La distinction adossé / autoporté est décisive
C'est le point que la plupart des articles sur le sujet passent sous silence, et c'est pourtant lui qui change tout entre 20 et 40 m².
- Carport adossé : accolé à la maison, il constitue une extension de la construction existante → le seuil de 40 m² s'applique en zone U d'une commune dotée d'un PLU
- Carport autoporté : structure indépendante posée sur poteaux → c'est une construction nouvelle, plafonnée à 20 m² en déclaration préalable, partout
Attention : la qualification d'extension suppose une continuité de structure avec le bâtiment existant. Un carport simplement posé contre le mur, sans lien structurel, peut être requalifié en construction indépendante par le service instructeur. En cas de doute sur un projet entre 20 et 40 m², une question écrite en mairie avant dépôt évite un refus.

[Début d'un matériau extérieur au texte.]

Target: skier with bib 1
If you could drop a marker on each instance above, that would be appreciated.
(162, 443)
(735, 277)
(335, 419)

Le cas fréquent du carport 2 voitures
Un carport pour deux véhicules mesure couramment 6 × 5 m, soit 30 m². Ce format se situe précisément dans la zone où la distinction adossé / autoporté fait basculer le régime :
- Adossé, en zone U avec PLU → déclaration préalable, 1 mois
- Autoporté, ou hors zone U → permis de construire, 2 mois
En secteur protégé
En abords de monument historique, site patrimonial remarquable ou site classé, la dispense en dessous de 5 m² tombe, l'avis de l'Architecte des Bâtiments de France est requis, et le délai d'instruction est majoré d'1 mois.

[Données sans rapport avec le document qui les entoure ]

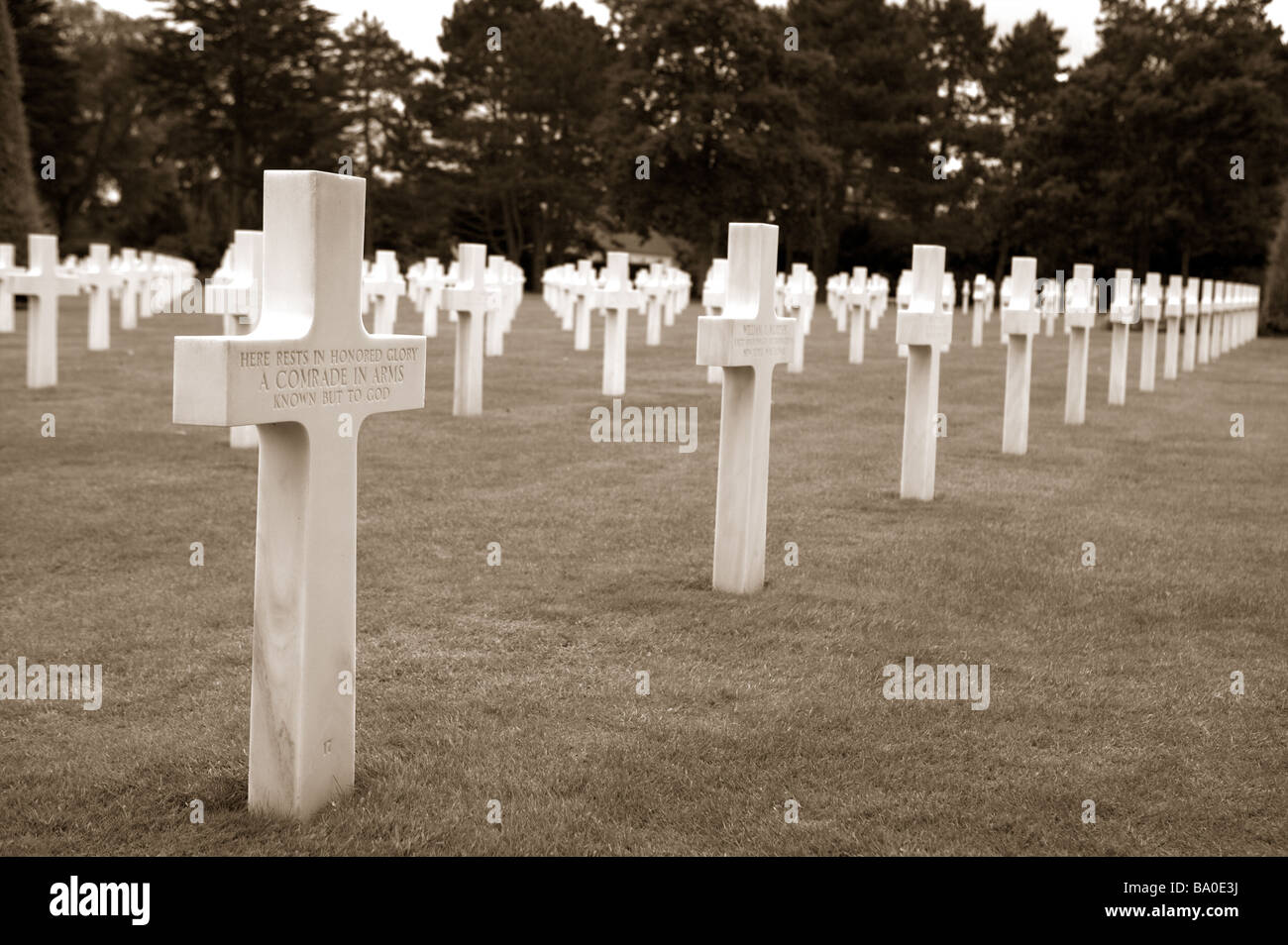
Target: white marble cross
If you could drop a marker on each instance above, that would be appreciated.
(7, 270)
(1205, 334)
(746, 340)
(308, 374)
(132, 278)
(1020, 322)
(977, 321)
(147, 270)
(43, 283)
(923, 329)
(713, 295)
(1122, 313)
(568, 297)
(1150, 310)
(433, 280)
(585, 290)
(902, 300)
(798, 297)
(857, 299)
(614, 301)
(1218, 319)
(469, 300)
(99, 278)
(385, 287)
(1189, 343)
(1080, 318)
(1006, 301)
(1172, 313)
(877, 292)
(243, 304)
(494, 322)
(655, 284)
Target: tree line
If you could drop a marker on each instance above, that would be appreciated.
(859, 127)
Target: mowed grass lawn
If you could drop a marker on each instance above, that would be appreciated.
(518, 682)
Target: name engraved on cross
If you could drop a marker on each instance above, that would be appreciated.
(746, 340)
(923, 330)
(308, 374)
(1080, 318)
(1121, 314)
(1020, 322)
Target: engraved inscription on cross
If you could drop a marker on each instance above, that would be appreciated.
(307, 374)
(747, 340)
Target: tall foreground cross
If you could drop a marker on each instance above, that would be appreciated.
(308, 374)
(43, 282)
(747, 340)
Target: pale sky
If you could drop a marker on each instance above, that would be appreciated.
(416, 24)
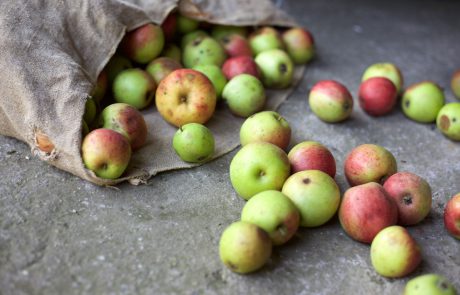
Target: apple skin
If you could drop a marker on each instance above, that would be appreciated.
(268, 126)
(126, 120)
(194, 143)
(315, 194)
(412, 195)
(186, 96)
(244, 95)
(311, 155)
(369, 163)
(238, 65)
(134, 87)
(421, 102)
(394, 253)
(273, 212)
(299, 45)
(330, 101)
(377, 96)
(448, 120)
(429, 284)
(143, 44)
(106, 152)
(452, 216)
(244, 247)
(365, 210)
(257, 167)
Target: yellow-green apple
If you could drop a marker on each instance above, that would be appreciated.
(330, 101)
(244, 247)
(266, 126)
(106, 153)
(143, 44)
(394, 252)
(257, 167)
(452, 216)
(377, 96)
(276, 68)
(421, 102)
(126, 120)
(244, 95)
(194, 143)
(185, 96)
(365, 210)
(315, 194)
(299, 45)
(369, 163)
(412, 195)
(135, 87)
(273, 212)
(311, 155)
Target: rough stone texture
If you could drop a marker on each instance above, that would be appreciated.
(62, 235)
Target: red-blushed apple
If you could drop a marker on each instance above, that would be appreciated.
(257, 167)
(143, 44)
(273, 212)
(235, 66)
(311, 155)
(126, 120)
(452, 216)
(106, 152)
(412, 195)
(330, 101)
(244, 247)
(299, 45)
(365, 210)
(266, 126)
(185, 96)
(377, 96)
(315, 194)
(369, 163)
(394, 252)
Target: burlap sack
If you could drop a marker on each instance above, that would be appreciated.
(51, 53)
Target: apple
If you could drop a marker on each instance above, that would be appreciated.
(134, 87)
(448, 120)
(244, 247)
(257, 167)
(185, 96)
(126, 120)
(385, 70)
(273, 212)
(311, 155)
(276, 67)
(315, 194)
(330, 101)
(238, 65)
(421, 102)
(365, 210)
(369, 163)
(299, 45)
(452, 216)
(143, 44)
(266, 126)
(394, 253)
(412, 195)
(106, 153)
(194, 143)
(377, 96)
(244, 95)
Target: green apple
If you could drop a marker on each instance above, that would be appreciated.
(315, 194)
(257, 167)
(194, 143)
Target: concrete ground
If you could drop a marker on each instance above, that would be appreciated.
(62, 235)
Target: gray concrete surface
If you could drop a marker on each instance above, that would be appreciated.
(62, 235)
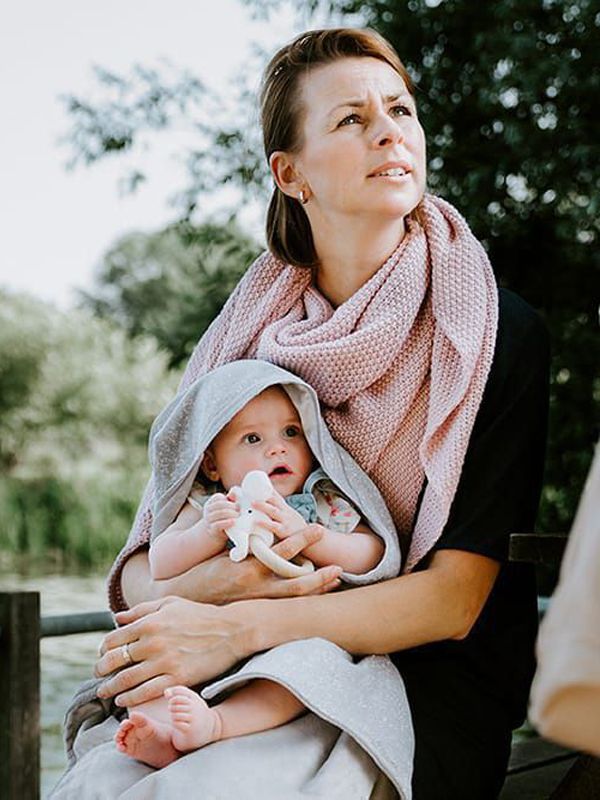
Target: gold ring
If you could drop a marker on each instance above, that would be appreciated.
(127, 657)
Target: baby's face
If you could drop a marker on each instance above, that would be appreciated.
(267, 435)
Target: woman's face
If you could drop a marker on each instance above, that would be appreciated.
(363, 150)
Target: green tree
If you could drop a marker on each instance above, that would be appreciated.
(171, 284)
(506, 94)
(78, 397)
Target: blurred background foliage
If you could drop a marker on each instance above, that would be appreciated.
(78, 396)
(506, 93)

Vérifier en 2 minutes quelle autorisation s'applique à votre carport
Bafter, expert en urbanisme
Dimensions : quelle taille pour 1 ou 2 voitures ?
Hauteur utile recommandée : 2,20 m minimum pour un véhicule standard, 2,50 m avec barres de toit ou coffre, 3,20 m pour un camping-car. Le PLU plafonne souvent la hauteur des annexes entre 2,50 m et 3,50 m — à vérifier avant de commander une structure haute.
Astuce de dimensionnement : si votre projet se situe entre 20 et 22 m² et que vous n'êtes pas certain de la qualification « adossé », ramener la structure sous 20 m² vous garantit la déclaration préalable, avec un mois d'instruction au lieu de deux.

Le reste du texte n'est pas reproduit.